Clara já não aguentava mais manter aquilo só para si e logo que estavam distantes de casa a moça contou tudo e com detalhes o que se passou desde que a amiga a deixou sozinha com aquele rapaz, que parecia muito afim dela, até elas se reencontrarem perto de casa. A história era instigante para Amélia, que esboçava diversas reações enquanto sua amiga lhe contava o episódio que passou.

— Acredita que eu não vi nadinha? — Amélia perguntou retoricamente, e logo explicou — porque eu conheci um rapaz também!

Clara não ficou chocada, mas descobriu com a amiga que ambos eram da mesma escola delas, mas de outro turno, e pelo que o rapaz disse eles eram irmãos.

— Não creio! — foi o que ela respondeu antes das amigas caírem na risada depois de se sentarem em um banco na praça mais afastado dos brinquedos onde as mães brincavam com seus filhos.

— Então as amigas beijaram os irmãos — Clara concluiu pensativa.

Pararam para observar as crianças se divertindo nos brinquedos, tinha escorregadores, balanços e uns de se pendurar, Clara relembrou quando era criança e sua mãe a trazia aqui para brincar com Amélia.

As amigas resolveram tomar um sorvete e molhar os pés na água salgada antes de voltarem, caminharam desde a praia central até a praia do Sul que era outro caminho para casa. Não tão longe avistaram um grupo de amigos bebendo e rindo alto e quando perceberam dois rapazes falando um com o outro e caminhando na direção delas.

"Rodrigo?" Clara pensou e analisou o rapaz ao lado dele, podia ser o irmão que a amiga falou.

— Diego! — Amélia fez o mesmo que a amiga e nenhuma das duas tinham aumentado ou diminuído o que disseram sobre eles.

— Oi meninas — os irmãos disseram em uníssono quando estavam a uma distância curta, estavam tão surpresos quanto as amigas, ainda mais que ambos estavam bêbados.

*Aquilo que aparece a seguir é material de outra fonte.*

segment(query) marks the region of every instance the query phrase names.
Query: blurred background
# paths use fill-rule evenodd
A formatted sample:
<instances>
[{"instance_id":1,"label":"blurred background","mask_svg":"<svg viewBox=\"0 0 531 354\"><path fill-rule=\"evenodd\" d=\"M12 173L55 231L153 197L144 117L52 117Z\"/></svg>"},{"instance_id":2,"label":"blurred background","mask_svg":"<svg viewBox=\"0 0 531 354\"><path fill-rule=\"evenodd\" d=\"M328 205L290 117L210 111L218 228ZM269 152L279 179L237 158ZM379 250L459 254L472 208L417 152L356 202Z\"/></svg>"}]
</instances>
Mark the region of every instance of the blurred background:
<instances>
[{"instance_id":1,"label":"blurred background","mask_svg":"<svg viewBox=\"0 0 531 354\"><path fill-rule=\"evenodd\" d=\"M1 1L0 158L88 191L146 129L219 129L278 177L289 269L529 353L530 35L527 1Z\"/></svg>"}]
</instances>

Quem diria, pensou Clara, e ela achando que jamais veria o rapaz novamente a julgar pelas suas companhias, sentiu uma ponta de ciúmes, e ainda de brinde é apresentada ao irmão de Rodrigo, que não tirou os olhos dela, que descarado!

Amélia sabia que uma hora ou outra poderia cruzar com Diego e até mesmo com Rodrigo pelas ruas da cidade, além de Pedra Grande não ser tão grande assim, eles moravam demasiadamente perto, elas na Praia do Sul, e eles na Praia do Norte, apenas separados pelo Bairro Centro.

— Interessante encontrar vocês por aqui — Clara observou o grupo atrás deles — mas precisamos mesmo ir para casa.

— É longe daqui? — Diego logo se prontificou, sempre cavalheiro.

As amigas gentilmente recusaram, por não quererem aparecer no portão de casa acompanhadas por dois rapazes, seus pais enlouqueceriam se vissem a cena. Eles logo entenderam e pediram pelo menos por um beijo, Rodrigo puxou gentilmente Clara pela mão até um deck na orla da praia a ergueu para se sentar no parapeito do deck, assim ela ficava um pouco mais alta que ele e a beijou profundamente segurando-a pela cintura para não cair, Diego fez o mesmo, mas foi para o outro lado da calçada de madeira, o beijo não foi como na noite passada, rápido e superficial, mas um beijo melhor, mais profundo, aquele que deixaria qualquer mulher suspirando.

Despediram-se delas e observaram as amigas caminhando através das longas sombras que se formavam na areia naquele fim de tarde.